Jericho sighed. “Here. Move.” He grasped the ring with one hand and gave a slight pull, and the door creaked open.

“Holy smokes, Hercules. What are they feeding you?”

Jericho coughed as the dust spiraled up in thick clouds.

“I coulda opened it, you know,” Sam added.

“No, you couldn’t.”

“I was this close.”

“Wrong.” Jericho waved away the last of the dust motes circling in the air. A perilous-looking wooden staircase draped in cobwebs led down into the gloom. “You think those stairs are still any good?”

“Only one way to find out,” Sam said. “Let’s grab some flashlights.”

The wood protested loudly under Sam and Jericho’s sudden weight as the two of them made their way down the old steps into the dark hole, their flashlight beams bouncing across the fragile architecture of cobwebs. They jumped to the bottom, landing on a dirt floor in a large room connected to a long, narrow passageway.

Sam whistled. “The bootleggers would kill for this.”

He and Jericho walked the passageway, which was scribbled and scratched with names: James Beardon. Moses Johnson. Maisie Lafayette and children. My name is Osay. There were several X’s instead of names, and a vast mural whose muted colors were ghosts of their former hues.
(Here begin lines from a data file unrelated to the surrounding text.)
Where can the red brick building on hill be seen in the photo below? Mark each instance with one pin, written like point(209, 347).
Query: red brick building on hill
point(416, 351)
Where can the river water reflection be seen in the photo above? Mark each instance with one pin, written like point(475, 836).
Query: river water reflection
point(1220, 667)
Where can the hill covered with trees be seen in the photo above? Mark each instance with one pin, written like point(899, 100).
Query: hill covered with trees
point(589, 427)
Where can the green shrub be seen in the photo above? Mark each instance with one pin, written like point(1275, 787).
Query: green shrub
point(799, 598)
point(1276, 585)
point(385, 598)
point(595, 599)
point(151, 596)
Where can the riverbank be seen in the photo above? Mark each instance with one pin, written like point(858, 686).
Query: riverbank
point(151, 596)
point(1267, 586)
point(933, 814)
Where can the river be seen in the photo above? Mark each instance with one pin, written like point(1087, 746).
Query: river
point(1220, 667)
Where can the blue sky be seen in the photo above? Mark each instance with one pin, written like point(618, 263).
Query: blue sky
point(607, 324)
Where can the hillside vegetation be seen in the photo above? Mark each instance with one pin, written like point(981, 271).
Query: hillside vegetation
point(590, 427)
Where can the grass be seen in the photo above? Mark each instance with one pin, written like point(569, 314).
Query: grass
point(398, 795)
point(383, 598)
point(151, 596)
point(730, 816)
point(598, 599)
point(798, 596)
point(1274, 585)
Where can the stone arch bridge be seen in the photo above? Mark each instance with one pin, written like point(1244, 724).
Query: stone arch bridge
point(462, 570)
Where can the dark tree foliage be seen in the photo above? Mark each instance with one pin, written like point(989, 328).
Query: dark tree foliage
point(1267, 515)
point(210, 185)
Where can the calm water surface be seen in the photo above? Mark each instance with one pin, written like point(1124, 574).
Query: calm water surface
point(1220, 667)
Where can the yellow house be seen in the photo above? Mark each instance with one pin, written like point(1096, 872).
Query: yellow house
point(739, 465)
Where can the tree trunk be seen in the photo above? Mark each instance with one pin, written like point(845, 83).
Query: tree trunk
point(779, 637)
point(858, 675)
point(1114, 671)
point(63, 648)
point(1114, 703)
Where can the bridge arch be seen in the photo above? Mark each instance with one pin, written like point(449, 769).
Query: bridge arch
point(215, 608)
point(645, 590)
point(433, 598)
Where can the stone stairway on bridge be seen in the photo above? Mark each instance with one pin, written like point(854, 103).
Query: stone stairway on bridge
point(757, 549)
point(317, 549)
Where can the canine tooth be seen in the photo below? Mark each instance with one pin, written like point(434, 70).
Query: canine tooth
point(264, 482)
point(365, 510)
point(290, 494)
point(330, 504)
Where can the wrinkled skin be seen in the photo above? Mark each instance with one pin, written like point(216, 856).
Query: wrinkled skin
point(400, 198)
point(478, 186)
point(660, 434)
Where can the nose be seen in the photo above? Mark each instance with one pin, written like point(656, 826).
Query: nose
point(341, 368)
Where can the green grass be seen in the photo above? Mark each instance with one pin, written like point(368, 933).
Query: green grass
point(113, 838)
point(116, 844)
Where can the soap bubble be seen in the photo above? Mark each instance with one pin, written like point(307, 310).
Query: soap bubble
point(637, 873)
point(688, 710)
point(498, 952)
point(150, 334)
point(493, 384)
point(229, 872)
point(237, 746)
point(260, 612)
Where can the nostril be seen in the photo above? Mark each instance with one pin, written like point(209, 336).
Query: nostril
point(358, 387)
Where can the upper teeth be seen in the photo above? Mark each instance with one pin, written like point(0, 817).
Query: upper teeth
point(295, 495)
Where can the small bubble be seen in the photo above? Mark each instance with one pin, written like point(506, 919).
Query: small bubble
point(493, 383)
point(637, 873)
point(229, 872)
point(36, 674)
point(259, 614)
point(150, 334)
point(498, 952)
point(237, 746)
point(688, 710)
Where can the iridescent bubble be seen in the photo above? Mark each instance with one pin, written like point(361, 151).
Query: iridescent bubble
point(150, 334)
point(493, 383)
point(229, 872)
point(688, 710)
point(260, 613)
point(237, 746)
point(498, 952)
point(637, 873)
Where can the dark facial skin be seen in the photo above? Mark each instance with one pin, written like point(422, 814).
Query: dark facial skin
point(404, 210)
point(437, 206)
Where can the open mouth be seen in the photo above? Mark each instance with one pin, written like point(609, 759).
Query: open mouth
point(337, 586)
In it, a slave family entered a promised land of bright sun and leafy trees. High above the sun’s rays, someone had etched the word freedom. The mural had clearly been painted by several different hands over time, each artist adding to the story, but the message was the same.

“Looks like the Transcontinental wasn’t the only railroad Cornelius Rathbone built,” Jericho said, shining a light around the cavernous space.